My passion for radio goes back to a time when RTE was the official and only voice of Ireland, a time when all our televisual and audio needs were serviced by one station - one voice, one nation. Back then RTE was like a corner shop. It opened in the morning, shut at night, took a half day on Good Friday and when things were slack, there was always plenty of time for window dressing.
This epoch can be encapsulated in a memory of rolling mists creeping up the valley, the shimmering shadow of a fuchsia bush projected by a handsome moon, the warm glow of dying embers picking out life lines on our faces. Me, my Auntie Julia and Pangur Rua, her cat, being carried away by the sheer magic of Radio Drama. Voice tones and sound effects bouncing pictures around my head, transforming the darkness of Auntie's cottage into a rainbow of sound.
Sitting there, ears cocked while watching the silhouetted puppetry of Auntie Julia; her arms rising above her head as she methodically twisted and turned each bouncing lock of hair around a sponge roller. Then, removing a clip held gently between her raspberry lips, she would skewer it secure. And following the final encore, Auntie would lead the way to the bedroom, hot water bottle under elbow. And there we would cuddle up between bumpy mattress and bulky eiderdown; me, Auntie Julia and Pangur Rua - as snug as three bugs.
A final review of the evening's entertainment, peppered with Auntie saying things like " . . . that Johnny fella was a right blackguard," or "you'd think he'd have married her before she went and threw herself offa that cliff". Then heavy eyelids would surrender to timelessness. And maybe that's why - in fact that is why - I found myself spending most of the 1990s writing radio drama.
As you can imagine, it was really touching when Jerome dropped by last Saturday with a present of Aunt Julia And The Scriptwriter. "It's either made for you or about you," he said, as he handed it to me. No doubt a gift of conscience, following last week's fiasco when I was inadvertently drafted into his little menage a trois, as the fourth official - but let bygones be bygones.
One would think that any scriptwriter worth his salt would have at least given this film a cursory glance at this stage. Maybe I was afraid that another man's fiction might overshadow this man's facts. Every Tom, Dick and Harrietta, once they realise I'm a scriptwriter, ask me what I think of it. My vacant expression always invites the double whammy of, "Have you read the book?" followed by, "Ah; the book is better than the film!". You know the type - don't get me started. But last Saturday afternoon, brain dead from Friday's debauchery, my resolve dissolved with the Solpadeine, I slapped the cassette into the machine and threw myself down on the couch.

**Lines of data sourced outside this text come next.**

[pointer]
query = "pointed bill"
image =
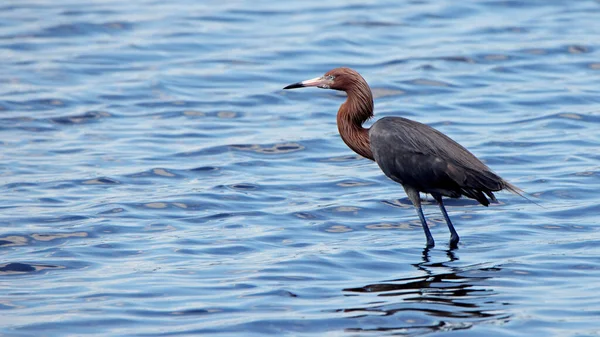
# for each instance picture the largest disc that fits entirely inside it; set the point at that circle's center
(315, 82)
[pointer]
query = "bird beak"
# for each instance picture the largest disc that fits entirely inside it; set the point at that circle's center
(320, 82)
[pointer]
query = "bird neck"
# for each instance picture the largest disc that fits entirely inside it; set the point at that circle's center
(357, 109)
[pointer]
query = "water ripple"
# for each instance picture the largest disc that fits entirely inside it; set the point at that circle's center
(157, 180)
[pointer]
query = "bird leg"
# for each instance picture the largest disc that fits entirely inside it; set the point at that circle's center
(453, 235)
(413, 195)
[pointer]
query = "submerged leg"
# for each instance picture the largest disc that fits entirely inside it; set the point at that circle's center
(413, 195)
(453, 235)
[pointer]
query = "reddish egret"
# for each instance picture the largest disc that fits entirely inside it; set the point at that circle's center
(415, 155)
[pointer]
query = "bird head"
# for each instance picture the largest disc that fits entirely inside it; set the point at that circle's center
(337, 79)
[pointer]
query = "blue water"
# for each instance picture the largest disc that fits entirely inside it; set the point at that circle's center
(156, 181)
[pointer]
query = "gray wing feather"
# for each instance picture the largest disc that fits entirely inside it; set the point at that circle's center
(418, 155)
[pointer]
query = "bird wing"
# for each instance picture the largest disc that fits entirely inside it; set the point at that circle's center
(419, 156)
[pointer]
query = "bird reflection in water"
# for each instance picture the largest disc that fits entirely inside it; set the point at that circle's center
(445, 298)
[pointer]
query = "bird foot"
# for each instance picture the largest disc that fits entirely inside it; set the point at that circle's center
(454, 241)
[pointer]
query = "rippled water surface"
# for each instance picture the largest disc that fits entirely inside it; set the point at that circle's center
(155, 179)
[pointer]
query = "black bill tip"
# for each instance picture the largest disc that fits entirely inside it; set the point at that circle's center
(294, 86)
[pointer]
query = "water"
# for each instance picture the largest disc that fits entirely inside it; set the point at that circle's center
(157, 181)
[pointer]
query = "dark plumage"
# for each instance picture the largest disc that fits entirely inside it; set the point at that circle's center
(413, 154)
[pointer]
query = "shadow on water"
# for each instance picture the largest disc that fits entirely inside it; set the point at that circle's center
(445, 298)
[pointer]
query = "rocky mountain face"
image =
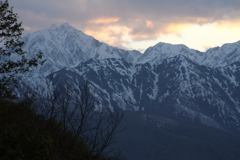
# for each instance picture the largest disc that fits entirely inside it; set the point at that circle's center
(169, 79)
(65, 46)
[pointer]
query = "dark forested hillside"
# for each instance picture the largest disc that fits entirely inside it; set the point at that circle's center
(153, 136)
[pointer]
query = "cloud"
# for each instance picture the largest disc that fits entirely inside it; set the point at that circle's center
(113, 20)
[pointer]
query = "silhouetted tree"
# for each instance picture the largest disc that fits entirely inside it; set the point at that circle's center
(82, 113)
(12, 57)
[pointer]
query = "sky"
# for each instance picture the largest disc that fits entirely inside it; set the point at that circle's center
(138, 24)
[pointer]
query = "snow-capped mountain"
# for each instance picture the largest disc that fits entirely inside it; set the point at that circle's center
(177, 86)
(170, 79)
(222, 56)
(214, 57)
(156, 54)
(65, 46)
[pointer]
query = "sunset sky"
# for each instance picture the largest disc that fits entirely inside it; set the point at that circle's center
(138, 24)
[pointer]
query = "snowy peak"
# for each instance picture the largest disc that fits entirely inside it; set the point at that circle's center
(161, 51)
(65, 46)
(222, 56)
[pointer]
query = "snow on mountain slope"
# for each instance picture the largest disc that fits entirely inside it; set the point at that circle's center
(177, 86)
(222, 56)
(65, 46)
(161, 51)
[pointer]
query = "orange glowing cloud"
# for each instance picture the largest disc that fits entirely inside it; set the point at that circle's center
(104, 20)
(149, 24)
(228, 24)
(176, 28)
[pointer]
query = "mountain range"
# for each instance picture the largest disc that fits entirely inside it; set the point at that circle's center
(170, 79)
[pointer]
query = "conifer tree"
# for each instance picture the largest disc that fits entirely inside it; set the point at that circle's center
(11, 46)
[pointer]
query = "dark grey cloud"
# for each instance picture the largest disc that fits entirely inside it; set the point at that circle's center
(134, 14)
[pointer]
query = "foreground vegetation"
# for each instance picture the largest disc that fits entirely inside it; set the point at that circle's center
(26, 135)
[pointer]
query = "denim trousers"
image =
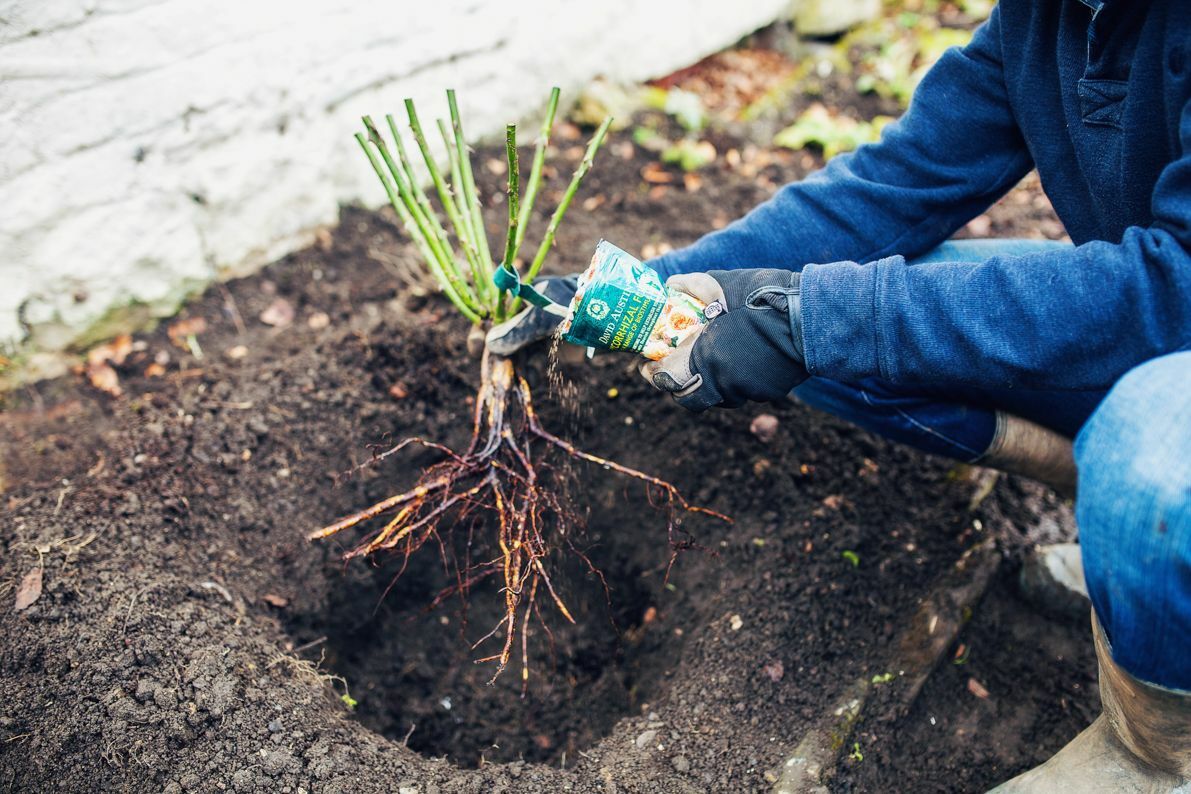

Aunt Julia And The Script-writer is set in the 1950s, the era of the Radio Star. It explores the manipulation of an affair between a young, idealistic journalist [Keanu Reeves], and his twice-divorced, more mature aunt [Barbara Hershey] by an old hack of a radio scriptwriter [Peter Falk]. It would be pointless for me to even try to explain the plot - unravelling a Brillo pad would be easier. The real strength of this film is in its blending of magic realism with the surreal. The impact of radio drama on the listener of the 1950s is stylised to such an extent that the lives of soap characters become interwoven with those of the real-life townspeople. This is further complicated by the scriptwriter's practice of regurgitating overheard conversations as fictional dialogue for his characters, thus creating a bizarre scenario in which art becomes life.
The film is based on a novel by Mario Vargas Llosa, who, I am reliably informed, was a recent Peruvian Presidential candidate. An interesting insight, considering that the scriptwriter in the book vents a blind hatred of his neighbours the Bolivians (special attention given to Bolivian milkmaids). This, I'm sure, would generate a certain amount of humour down in ol' Peru. But, although the film comfortably relocates to New Orleans, the decision to transfer the scriptwriter's invective from the Bolivians to the Albanians is, to my mind, ineffective. Surely an American scriptwriter berating his northerly neighbours the Canadians would be a more natural interpretation of the text?
Then again, what I see as a translation blunder may also be interpreted as a skilful act of surrealism. Anyway, all that aside, let's not allow the anal retention of a trivia queen get in the way of enjoying what is a superb film; skilfully edited and highly entertaining. And it certainly brought me back to a special time in my life. When you reach a certain age, nostalgia becomes the way of the future.
If video killed the Radio Star, then Aunt Julia And The Scriptwriter immortalised them for posterity. Don't wait for a hangover: check it out now.